Coal, Iron Ore, MINES and MINERALS, Mining royalty, R & R, Steel, Value Addition Comments Off on Salient points of the recommended new mineral policy

The economic times reports that the new mineral policy has been announced. Excerpts are mentioned in another post. Here, we list it’s salient features.

  • The GoM has accepted the views of the mining industry while recommending no changes in the guidelines for exports.[This decision supports POSCO’s case for captive mines]
  • More powers provided to state government. The state governments will be able to give preference to companies undertaking value addition within the state while allotting iron ore mines. This will reduce standalone mines.
  • The policy will provide captive mines to all steel units in operation up to July 2006.[I’m not sure about it’s implications for POSCO]
  • The policy will now aim towards procedural simplification for attracting investments in the sector.
  • It will also benefit the states as under the new policy, the present system of specific rate royalty will shift to ad valorem rate of 7.5%.[This will have great benefits for Orissa and other mineral rich states]. Once notified, the proposal will increase royalty earnings by almost six times.
  • The states sitting over mining applications of companies will be penalised as delays will transfer their powers to the Centre.
  • Another important aspect of the new policy is that a process of competitive bidding can be initiated for allocation of captive coal blocks. This is presently done by a screening committee within the coal ministry. The bidding process will also be started for all other major minerals.
  • Besides, the government will auction mining areas where full prospecting has to be done.
  • Companies will have to earmark 3% of turnover for undertaking rehabilitation and resettlement of displaced people under a sustainable development model. However, the ministry of environment and forests will work out fresh guidelines separately to introduce environment-friendly mining practices in the industry.

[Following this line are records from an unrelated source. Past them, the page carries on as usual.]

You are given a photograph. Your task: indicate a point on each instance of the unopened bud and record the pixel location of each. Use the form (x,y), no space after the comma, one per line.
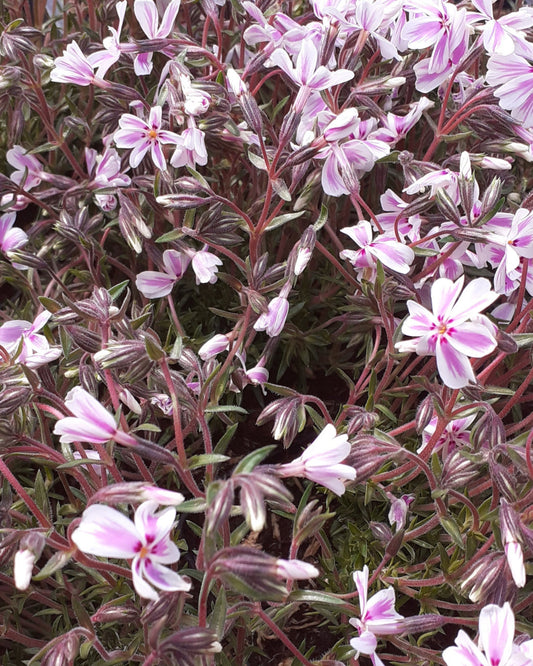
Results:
(457,471)
(447,206)
(183,201)
(110,612)
(424,413)
(135,493)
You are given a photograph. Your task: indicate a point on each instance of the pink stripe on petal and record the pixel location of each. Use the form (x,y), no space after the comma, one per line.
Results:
(394,255)
(444,294)
(142,588)
(73,429)
(138,152)
(472,340)
(496,632)
(477,296)
(85,406)
(153,284)
(361,583)
(158,156)
(381,606)
(420,322)
(454,368)
(164,578)
(106,532)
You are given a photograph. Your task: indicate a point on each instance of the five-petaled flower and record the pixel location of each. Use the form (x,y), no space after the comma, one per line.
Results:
(91,421)
(378,617)
(495,645)
(449,332)
(321,462)
(142,136)
(106,532)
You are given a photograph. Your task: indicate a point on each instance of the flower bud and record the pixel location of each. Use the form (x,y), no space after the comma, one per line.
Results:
(218,343)
(485,581)
(135,492)
(457,470)
(110,612)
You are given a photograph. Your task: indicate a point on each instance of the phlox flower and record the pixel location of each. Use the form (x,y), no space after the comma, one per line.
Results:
(190,148)
(215,345)
(91,421)
(495,645)
(377,617)
(155,284)
(106,532)
(321,462)
(148,17)
(22,336)
(448,332)
(516,242)
(73,67)
(142,136)
(512,77)
(105,171)
(456,434)
(11,238)
(205,266)
(112,50)
(273,320)
(392,254)
(28,172)
(307,74)
(504,35)
(438,24)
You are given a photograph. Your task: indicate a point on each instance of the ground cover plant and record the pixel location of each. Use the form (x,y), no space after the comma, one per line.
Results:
(265,349)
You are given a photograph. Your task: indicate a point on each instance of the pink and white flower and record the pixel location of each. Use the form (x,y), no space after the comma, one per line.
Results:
(156,284)
(512,76)
(22,336)
(11,238)
(273,321)
(495,645)
(377,617)
(392,254)
(448,332)
(456,434)
(321,462)
(142,136)
(91,421)
(205,266)
(106,532)
(73,67)
(148,17)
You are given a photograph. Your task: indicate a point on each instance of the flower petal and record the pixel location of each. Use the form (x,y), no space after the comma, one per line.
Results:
(106,532)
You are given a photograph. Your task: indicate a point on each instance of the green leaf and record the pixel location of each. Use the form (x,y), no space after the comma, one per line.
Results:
(258,162)
(453,530)
(322,218)
(49,303)
(170,236)
(115,291)
(55,563)
(192,506)
(214,409)
(224,441)
(280,188)
(253,459)
(315,597)
(204,459)
(280,220)
(217,619)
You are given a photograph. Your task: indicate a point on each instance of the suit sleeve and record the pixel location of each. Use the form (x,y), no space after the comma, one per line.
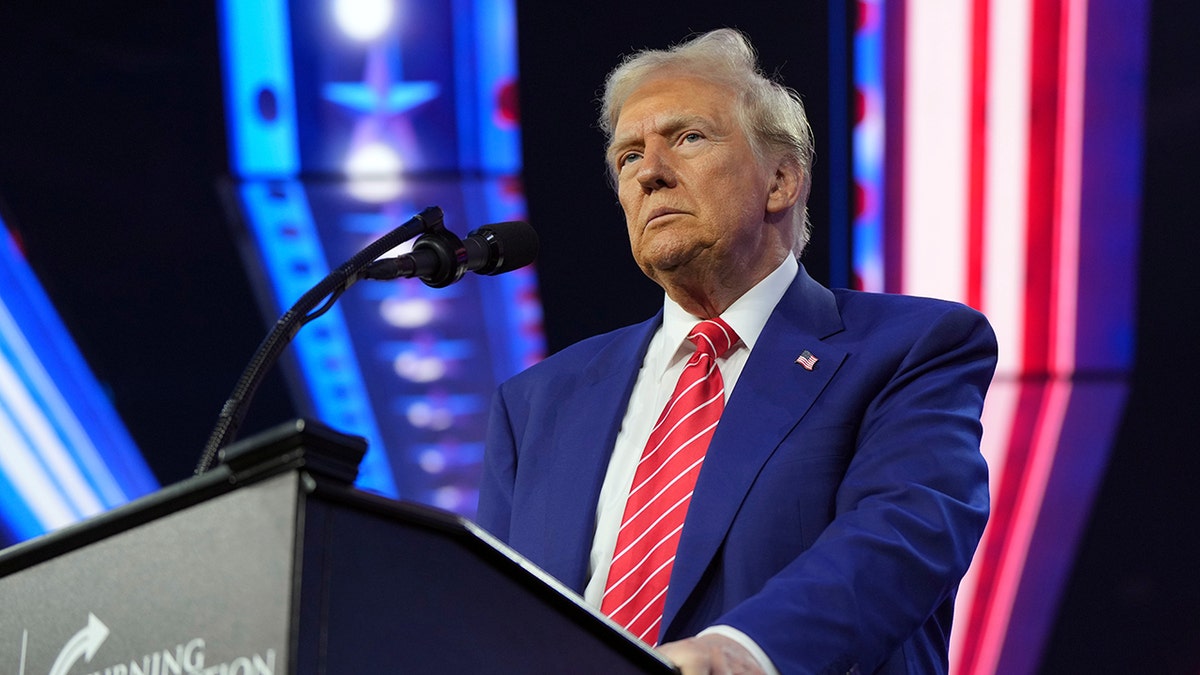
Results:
(909,514)
(496,487)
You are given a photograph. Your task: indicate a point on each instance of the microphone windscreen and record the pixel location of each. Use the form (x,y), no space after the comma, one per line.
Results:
(502,246)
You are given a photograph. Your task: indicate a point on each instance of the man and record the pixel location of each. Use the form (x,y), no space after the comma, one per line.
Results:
(841,495)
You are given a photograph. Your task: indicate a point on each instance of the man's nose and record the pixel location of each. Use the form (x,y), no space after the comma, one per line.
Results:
(655,169)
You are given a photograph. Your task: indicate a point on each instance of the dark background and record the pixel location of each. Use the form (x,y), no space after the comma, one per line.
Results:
(112,148)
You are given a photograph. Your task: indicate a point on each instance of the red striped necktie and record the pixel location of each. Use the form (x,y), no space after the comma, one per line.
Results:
(663,485)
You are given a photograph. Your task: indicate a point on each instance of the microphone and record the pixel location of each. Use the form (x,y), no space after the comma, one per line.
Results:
(439,258)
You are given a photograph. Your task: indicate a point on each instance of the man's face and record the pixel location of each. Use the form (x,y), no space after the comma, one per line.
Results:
(695,196)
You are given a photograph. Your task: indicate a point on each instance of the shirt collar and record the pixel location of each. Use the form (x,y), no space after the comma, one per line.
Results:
(748,315)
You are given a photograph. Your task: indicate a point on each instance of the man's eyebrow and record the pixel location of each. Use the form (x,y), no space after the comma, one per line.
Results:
(665,125)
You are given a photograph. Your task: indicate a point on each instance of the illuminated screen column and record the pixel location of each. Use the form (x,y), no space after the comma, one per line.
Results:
(345,120)
(997,163)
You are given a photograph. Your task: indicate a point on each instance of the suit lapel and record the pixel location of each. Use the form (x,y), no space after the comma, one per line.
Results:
(772,394)
(591,416)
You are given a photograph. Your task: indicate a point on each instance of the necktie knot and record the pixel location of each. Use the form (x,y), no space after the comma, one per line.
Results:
(713,338)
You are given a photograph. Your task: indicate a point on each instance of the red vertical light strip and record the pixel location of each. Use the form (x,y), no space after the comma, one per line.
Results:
(1043,185)
(1007,547)
(894,37)
(978,149)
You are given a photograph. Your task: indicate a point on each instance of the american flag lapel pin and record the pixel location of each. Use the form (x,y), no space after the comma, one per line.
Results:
(807,359)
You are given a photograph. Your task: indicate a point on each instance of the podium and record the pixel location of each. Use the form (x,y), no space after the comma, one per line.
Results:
(274,563)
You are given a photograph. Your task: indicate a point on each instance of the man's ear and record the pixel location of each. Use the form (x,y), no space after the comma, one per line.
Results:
(785,189)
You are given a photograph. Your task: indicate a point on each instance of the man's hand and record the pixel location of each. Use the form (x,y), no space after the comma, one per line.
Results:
(711,655)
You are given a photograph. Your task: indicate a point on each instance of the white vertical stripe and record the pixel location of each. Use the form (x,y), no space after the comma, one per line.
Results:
(1006,184)
(937,54)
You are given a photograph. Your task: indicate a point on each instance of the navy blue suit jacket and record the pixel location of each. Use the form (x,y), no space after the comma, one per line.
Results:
(837,508)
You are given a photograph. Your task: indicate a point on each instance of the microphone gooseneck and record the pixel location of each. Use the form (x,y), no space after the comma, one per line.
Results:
(438,258)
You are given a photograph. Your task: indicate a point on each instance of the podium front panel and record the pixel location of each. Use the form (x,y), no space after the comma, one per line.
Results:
(208,586)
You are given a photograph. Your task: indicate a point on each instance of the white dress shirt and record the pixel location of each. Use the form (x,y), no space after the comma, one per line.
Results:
(665,359)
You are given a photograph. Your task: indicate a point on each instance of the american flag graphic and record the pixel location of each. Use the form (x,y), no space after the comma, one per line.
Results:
(807,359)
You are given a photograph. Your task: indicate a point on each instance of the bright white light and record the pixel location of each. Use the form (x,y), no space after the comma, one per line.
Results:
(373,172)
(425,416)
(432,461)
(417,368)
(407,312)
(364,19)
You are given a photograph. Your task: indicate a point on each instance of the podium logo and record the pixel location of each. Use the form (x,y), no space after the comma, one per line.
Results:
(84,644)
(187,658)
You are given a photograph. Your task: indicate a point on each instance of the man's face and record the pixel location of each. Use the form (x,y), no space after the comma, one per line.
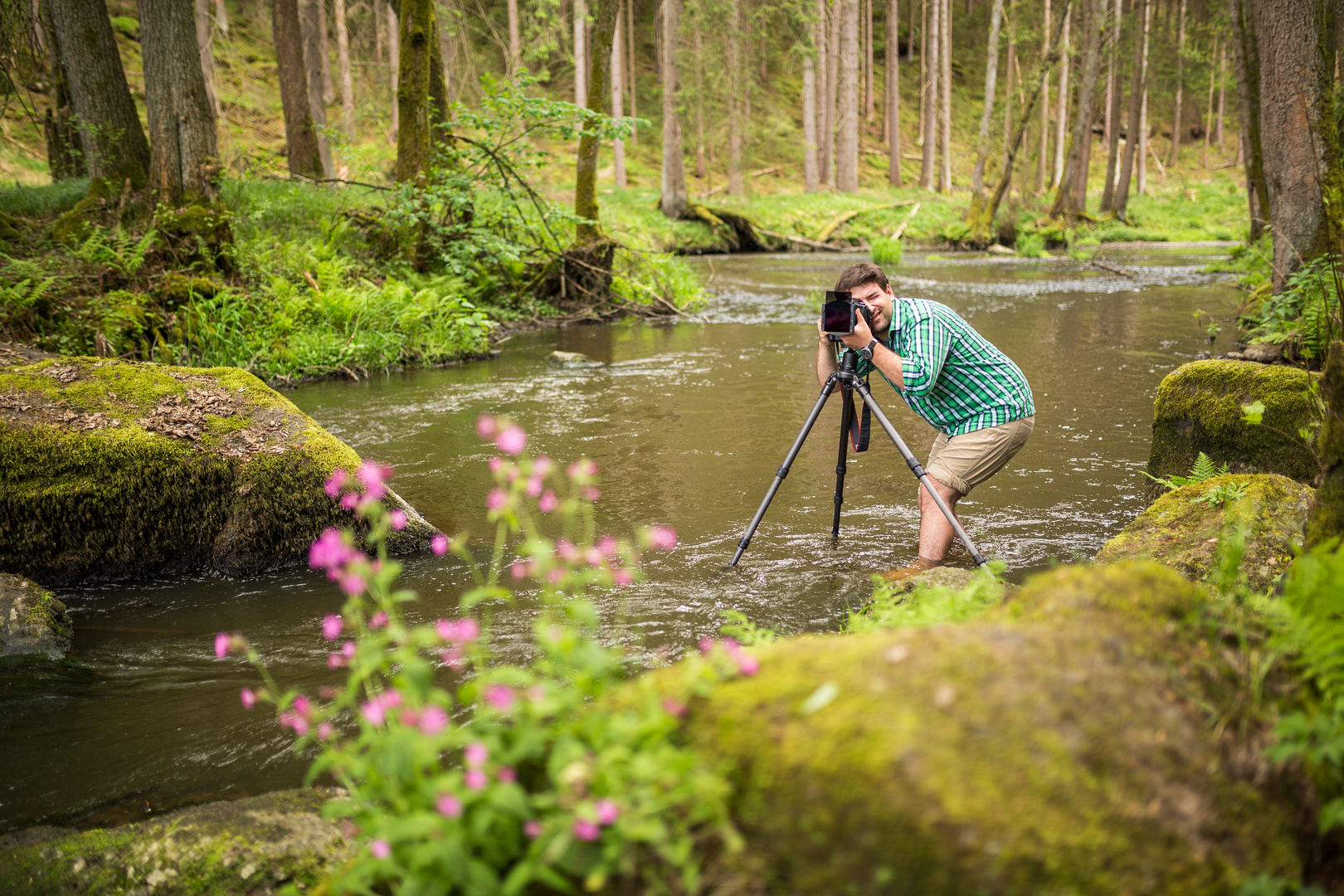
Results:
(879,304)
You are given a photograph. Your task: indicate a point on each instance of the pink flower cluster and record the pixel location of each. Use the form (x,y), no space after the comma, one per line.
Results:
(746,664)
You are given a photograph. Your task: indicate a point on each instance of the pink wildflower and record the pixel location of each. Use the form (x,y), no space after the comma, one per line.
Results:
(332,626)
(513,440)
(606,811)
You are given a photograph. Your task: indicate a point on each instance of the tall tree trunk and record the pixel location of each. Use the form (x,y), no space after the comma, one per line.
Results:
(1062,110)
(589,232)
(1298,130)
(1246,54)
(893,84)
(515,41)
(986,113)
(312,14)
(810,127)
(733,62)
(205,45)
(421,90)
(347,84)
(1071,195)
(945,82)
(110,129)
(933,41)
(1114,93)
(303,153)
(674,202)
(183,156)
(847,143)
(1133,140)
(1181,86)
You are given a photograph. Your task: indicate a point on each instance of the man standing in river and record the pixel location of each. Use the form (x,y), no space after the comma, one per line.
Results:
(947,373)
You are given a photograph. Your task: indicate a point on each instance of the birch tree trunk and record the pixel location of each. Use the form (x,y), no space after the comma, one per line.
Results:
(674,202)
(1298,130)
(312,14)
(183,156)
(847,144)
(893,85)
(1181,86)
(986,113)
(347,84)
(303,153)
(1133,140)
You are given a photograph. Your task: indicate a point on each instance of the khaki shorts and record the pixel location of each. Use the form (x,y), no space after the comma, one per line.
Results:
(965,461)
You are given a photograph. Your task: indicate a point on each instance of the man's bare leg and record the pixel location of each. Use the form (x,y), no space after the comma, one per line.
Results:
(936,533)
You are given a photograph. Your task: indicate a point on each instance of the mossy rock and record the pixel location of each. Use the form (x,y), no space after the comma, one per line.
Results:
(1053,746)
(113,469)
(32,621)
(1199,409)
(253,845)
(1185,533)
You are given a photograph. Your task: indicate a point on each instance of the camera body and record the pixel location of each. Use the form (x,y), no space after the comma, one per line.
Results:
(841,312)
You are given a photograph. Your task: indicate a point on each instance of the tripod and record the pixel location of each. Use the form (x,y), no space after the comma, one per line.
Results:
(849,379)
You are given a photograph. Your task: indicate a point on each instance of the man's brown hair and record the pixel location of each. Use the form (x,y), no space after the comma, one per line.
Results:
(860,275)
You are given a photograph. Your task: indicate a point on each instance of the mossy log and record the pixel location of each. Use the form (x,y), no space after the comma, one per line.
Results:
(254,845)
(1199,409)
(1055,746)
(113,469)
(1186,533)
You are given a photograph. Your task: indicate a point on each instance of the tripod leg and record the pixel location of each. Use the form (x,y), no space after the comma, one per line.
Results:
(845,421)
(919,472)
(784,469)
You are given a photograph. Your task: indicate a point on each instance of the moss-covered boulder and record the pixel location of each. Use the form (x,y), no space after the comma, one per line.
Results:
(249,846)
(32,621)
(1058,744)
(1199,409)
(113,469)
(1185,528)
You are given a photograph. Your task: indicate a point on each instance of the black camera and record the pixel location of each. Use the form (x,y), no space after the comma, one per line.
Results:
(841,312)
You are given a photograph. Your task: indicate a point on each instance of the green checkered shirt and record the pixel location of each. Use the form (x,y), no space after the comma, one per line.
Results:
(952,375)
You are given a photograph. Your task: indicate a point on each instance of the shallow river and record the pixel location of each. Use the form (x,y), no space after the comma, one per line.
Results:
(687,422)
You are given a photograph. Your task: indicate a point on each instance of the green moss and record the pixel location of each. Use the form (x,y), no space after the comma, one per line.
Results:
(1185,533)
(1199,409)
(244,846)
(1047,747)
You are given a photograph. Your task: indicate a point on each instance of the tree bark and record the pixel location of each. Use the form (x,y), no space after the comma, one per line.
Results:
(347,84)
(1181,88)
(986,113)
(589,232)
(183,156)
(110,129)
(1071,193)
(1246,52)
(312,14)
(674,202)
(1133,140)
(893,56)
(301,147)
(1298,130)
(847,141)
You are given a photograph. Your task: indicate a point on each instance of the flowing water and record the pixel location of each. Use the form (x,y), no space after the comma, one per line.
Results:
(689,422)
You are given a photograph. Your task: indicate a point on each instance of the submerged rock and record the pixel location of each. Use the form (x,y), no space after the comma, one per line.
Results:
(1199,409)
(113,469)
(251,846)
(1054,746)
(1185,531)
(32,621)
(572,360)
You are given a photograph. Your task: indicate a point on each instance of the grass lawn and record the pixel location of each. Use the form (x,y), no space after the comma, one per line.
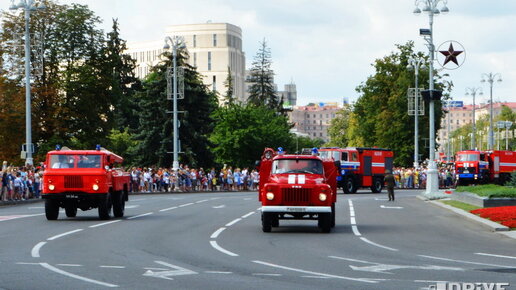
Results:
(464,206)
(489,190)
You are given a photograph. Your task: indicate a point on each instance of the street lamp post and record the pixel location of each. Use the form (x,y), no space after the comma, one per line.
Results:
(416,63)
(430,7)
(27,6)
(473,92)
(176,42)
(490,77)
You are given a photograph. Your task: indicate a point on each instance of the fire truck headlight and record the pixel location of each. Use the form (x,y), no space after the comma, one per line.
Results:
(270,195)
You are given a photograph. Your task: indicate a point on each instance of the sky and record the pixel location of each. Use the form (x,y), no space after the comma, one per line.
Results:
(327,47)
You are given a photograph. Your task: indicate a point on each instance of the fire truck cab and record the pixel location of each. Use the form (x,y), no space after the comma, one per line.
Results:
(297,187)
(360,167)
(84,179)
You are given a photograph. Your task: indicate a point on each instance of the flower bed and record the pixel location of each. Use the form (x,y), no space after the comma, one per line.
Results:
(506,215)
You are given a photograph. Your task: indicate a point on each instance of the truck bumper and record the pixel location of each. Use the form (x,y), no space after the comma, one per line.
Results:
(294,209)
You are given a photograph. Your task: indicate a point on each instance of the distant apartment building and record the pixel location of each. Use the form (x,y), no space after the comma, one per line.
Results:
(214,49)
(314,120)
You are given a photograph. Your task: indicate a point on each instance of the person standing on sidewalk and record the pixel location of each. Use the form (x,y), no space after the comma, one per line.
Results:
(390,182)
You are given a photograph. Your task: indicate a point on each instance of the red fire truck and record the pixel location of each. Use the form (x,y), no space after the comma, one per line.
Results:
(297,187)
(360,167)
(84,179)
(473,166)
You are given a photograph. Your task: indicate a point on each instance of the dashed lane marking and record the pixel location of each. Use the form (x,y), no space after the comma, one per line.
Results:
(365,280)
(63,234)
(222,250)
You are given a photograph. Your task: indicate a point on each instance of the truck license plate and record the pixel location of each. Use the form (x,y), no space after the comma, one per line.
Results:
(295,209)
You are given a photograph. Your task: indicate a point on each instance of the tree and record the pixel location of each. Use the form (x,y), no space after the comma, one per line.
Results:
(261,79)
(243,131)
(155,130)
(380,114)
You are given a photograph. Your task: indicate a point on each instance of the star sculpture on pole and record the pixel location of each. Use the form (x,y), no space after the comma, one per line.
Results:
(451,54)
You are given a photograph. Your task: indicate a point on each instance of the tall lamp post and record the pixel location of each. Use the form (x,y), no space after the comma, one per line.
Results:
(490,77)
(473,92)
(430,7)
(177,42)
(27,6)
(416,63)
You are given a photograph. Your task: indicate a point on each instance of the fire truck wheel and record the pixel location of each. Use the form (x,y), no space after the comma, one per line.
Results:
(349,185)
(118,204)
(105,207)
(266,222)
(71,210)
(377,185)
(51,209)
(324,222)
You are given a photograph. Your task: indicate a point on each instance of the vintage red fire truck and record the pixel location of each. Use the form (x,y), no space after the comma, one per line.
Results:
(297,187)
(84,179)
(473,166)
(360,167)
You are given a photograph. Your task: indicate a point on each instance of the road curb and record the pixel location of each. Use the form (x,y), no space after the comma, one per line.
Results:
(495,227)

The economic times states that mining areas will be auctioned for prospecting but the Telegraph says that Auctions mean global giants such as Posco and ArcelorMittal will not be allowed to negotiate for leases with Jharkhand and Orissa on the basis of plans for units in these states. Of course, this statement is speculative. But the states need to be careful before agreeing to this proposal.

Perhaps, We will have to wait and watch for the final notification on the policy.

GOM’s receommendation on the National Mineral Policy

Coal, INDUSTRY and INFRASTRUCTURE, Iron Ore, MINES and MINERALS, Mining royalty, POSCO, Steel Comments Off on GOM’s receommendation on the National Mineral Policy

Following are excerpts from the Economic Times report on this:

A GROUP of ministers (GoM) on Friday cleared the National Mineral Policy that retains the freedom of mining companies to export iron ore without restrictions on quantity or quality. …

The decision also clears the cloud over Posco’s proposed steel project in Orissa that has proposed to export some portion of ore from its captive mines. The company has proposed the exports to enable it to import high-grade ore required for mixing.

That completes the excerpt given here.